Lipid Nanoparticles (LNPs) have recently been used in COVID-19 vaccines to protect and deliver mRNA to cells in the body to code for proteins which train the immune system to fight the virus. Without LNPs, mRNA would degrade in the blood stream and never make it inside of cells to do its job. The success of LNPs over the past few years at delivering genetic material to the body has been challenged with the inflammatory nature of LNPs. While immuno-stimulation is a plus point for a vaccine, it could be lethal to critically ill patients with pre-existing inflammation, such as those with acute respiratory distress syndrome, which can occur after COVID infection. Our lab had recently shown that lipid nanoparticles exacerbate pre-existing inflammation several fold in mouse models. Of the several lipids involved in making an LNP, the ionizable lipid component, which allows the LNP to degrade inside cellular lysosomes and release the mRNA, has been identified to cause inflammation through the toll-like receptor and NLRP3 pathway. This inflammation was able to be reduced by co-delivering dexamethasone, a clinically safe upstream inflammation inhibitor. However, dexamethasone as a soluble drug in the blood stream is not targeted to any specific organ, meaning that uptake to the organ of interest is inefficient. Since the LNPs themselves are targeted to the diseased organ by conjugating antibodies to their surface, it would be ideal to package dexamethasone in the LNP so that it can be delivered along with the mRNA cargo in the LNP.

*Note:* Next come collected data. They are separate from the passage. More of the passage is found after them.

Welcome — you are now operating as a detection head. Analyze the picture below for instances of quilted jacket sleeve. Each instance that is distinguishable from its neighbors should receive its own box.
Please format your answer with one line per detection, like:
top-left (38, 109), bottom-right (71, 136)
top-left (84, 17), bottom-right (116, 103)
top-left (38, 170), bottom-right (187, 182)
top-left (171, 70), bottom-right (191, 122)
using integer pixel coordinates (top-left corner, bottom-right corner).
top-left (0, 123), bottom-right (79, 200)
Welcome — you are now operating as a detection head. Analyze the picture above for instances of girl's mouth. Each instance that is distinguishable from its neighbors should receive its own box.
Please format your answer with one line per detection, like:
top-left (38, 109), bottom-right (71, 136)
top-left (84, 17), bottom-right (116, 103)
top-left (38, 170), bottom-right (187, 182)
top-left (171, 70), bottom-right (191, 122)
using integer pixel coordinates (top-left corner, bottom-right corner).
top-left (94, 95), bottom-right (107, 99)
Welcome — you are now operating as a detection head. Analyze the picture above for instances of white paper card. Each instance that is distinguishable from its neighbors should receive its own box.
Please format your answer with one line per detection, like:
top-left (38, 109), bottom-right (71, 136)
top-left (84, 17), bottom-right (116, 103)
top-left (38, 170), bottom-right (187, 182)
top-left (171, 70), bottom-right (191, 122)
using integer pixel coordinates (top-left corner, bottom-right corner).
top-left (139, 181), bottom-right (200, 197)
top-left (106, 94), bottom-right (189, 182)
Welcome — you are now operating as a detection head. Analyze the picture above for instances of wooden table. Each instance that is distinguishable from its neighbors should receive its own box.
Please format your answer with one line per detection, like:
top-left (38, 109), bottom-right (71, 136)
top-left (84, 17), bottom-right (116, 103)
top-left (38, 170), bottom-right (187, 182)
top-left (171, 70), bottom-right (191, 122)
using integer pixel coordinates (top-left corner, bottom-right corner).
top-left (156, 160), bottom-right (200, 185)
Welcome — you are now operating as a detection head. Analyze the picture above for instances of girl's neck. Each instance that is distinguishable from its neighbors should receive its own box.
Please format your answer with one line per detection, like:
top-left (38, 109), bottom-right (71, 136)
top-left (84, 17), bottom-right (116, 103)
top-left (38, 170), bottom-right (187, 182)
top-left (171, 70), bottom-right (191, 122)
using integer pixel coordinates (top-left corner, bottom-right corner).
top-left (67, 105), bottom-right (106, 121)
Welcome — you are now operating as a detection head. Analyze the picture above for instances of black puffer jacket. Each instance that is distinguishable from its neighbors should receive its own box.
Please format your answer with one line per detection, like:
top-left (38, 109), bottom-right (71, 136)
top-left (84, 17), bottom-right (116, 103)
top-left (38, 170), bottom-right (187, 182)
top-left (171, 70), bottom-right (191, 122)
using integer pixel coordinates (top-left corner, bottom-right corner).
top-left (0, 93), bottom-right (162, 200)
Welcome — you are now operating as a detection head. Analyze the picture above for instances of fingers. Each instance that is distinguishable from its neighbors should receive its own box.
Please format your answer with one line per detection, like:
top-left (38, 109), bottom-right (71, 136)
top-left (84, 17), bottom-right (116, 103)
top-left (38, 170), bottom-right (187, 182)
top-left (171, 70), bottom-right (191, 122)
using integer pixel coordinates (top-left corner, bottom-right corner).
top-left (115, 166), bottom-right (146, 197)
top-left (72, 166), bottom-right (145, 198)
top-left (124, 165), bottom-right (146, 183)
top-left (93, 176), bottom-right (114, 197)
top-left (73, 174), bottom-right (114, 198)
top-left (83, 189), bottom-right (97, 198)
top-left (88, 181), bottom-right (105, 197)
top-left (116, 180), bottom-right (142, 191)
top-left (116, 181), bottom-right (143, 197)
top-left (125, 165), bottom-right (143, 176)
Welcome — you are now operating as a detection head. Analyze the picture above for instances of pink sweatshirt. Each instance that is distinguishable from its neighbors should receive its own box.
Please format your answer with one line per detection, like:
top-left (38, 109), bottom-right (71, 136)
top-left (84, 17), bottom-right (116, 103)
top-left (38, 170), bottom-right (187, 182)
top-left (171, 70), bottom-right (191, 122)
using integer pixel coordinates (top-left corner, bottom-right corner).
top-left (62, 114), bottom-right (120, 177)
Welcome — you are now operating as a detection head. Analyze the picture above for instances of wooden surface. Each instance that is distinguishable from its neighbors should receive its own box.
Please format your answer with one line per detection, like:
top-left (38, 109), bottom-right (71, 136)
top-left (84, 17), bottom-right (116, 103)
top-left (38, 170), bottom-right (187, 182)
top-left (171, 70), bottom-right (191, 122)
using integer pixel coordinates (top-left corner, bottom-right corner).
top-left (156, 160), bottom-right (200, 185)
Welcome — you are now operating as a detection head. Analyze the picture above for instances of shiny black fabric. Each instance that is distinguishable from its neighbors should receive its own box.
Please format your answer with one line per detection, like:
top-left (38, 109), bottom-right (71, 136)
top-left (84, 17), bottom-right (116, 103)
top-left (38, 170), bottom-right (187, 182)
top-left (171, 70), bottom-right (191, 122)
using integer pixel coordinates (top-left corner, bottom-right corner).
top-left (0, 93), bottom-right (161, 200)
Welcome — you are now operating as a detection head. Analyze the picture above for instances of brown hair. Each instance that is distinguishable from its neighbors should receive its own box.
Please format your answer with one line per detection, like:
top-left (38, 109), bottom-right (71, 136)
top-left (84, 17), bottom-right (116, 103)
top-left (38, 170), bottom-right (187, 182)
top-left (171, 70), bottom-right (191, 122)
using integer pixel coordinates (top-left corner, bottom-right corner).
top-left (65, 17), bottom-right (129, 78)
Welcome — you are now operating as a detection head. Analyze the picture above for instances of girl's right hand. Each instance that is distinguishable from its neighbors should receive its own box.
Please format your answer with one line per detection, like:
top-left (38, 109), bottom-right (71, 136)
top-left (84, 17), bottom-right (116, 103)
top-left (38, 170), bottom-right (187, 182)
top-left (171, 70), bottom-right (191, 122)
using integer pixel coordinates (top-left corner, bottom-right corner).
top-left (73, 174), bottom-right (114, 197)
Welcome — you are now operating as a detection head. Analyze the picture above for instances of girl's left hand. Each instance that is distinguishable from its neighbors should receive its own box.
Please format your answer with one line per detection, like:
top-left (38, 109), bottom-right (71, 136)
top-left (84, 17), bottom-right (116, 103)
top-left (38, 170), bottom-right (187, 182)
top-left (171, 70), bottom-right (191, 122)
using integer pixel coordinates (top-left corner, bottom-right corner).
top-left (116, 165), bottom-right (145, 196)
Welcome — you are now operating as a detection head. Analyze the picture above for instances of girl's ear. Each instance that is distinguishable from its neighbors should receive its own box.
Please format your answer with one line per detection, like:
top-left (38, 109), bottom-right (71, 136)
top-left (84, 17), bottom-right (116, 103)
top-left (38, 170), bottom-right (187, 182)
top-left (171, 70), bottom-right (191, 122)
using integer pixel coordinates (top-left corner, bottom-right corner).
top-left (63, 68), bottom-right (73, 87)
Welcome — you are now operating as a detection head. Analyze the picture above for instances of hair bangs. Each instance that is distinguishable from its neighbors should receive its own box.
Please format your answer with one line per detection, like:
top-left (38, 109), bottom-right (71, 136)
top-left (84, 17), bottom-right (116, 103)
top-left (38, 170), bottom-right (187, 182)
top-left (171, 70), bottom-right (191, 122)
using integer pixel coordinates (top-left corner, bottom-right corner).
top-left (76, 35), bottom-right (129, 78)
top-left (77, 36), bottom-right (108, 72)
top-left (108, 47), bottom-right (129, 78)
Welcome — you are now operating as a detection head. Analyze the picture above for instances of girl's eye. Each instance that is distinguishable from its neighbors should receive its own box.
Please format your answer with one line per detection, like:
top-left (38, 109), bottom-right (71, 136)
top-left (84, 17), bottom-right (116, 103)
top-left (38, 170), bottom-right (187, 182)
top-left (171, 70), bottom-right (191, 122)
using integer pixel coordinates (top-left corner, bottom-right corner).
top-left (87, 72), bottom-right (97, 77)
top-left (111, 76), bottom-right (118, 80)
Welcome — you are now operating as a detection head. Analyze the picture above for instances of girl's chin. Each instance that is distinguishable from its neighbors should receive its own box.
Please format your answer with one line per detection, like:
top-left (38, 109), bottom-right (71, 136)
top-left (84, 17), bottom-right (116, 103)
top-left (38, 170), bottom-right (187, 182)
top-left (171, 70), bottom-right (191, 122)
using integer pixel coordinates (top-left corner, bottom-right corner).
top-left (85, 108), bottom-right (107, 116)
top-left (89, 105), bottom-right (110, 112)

This is challenging because dexamethasone is likely not lipophilic enough to incorporate into the organic phase of the LNP on its own, leading to unstable LNPs with low dexamethasone loading efficiency and high leakage. A solution is to add a long fatty acid chain, specifically a palmitate group, to the dexamethasone, leading to a very lipophilic precursor drug called dexamethasone palmitate, or DXP, with a greater chance of incorporating well into the LNPs. DXP is readily metabolized by esterase into the active dexamethasone in blood. In this project, we studied the efficacy of loading DXP into the organic phase of siRNA-LNPs. We used the Nanoassemblr Ignite platform to mix both the organic phase, containing the lipids and DXP, and the aqueous phase, containing the mRNA, under laminar flow. We use dynamic light scattering to quantify the homogeneity of the LNPs that were produced, achieving a mean diameter of 80 nm with a low polydispersity index. We also use a fluorescent assay to determine the percentage of mRNA that was encapsulated in the LNP and achieved an approximately 90% encapsulation efficiency. We then used ultra high-pressure liquid chromatography (UPLC) to determine the loading efficiency and leak of the DXP. The initial loading efficiency was 66%, and the total leak plateaued at approximately 36% after 6 days. Our robust LNPs are now being tested in vivo in models of inflammation.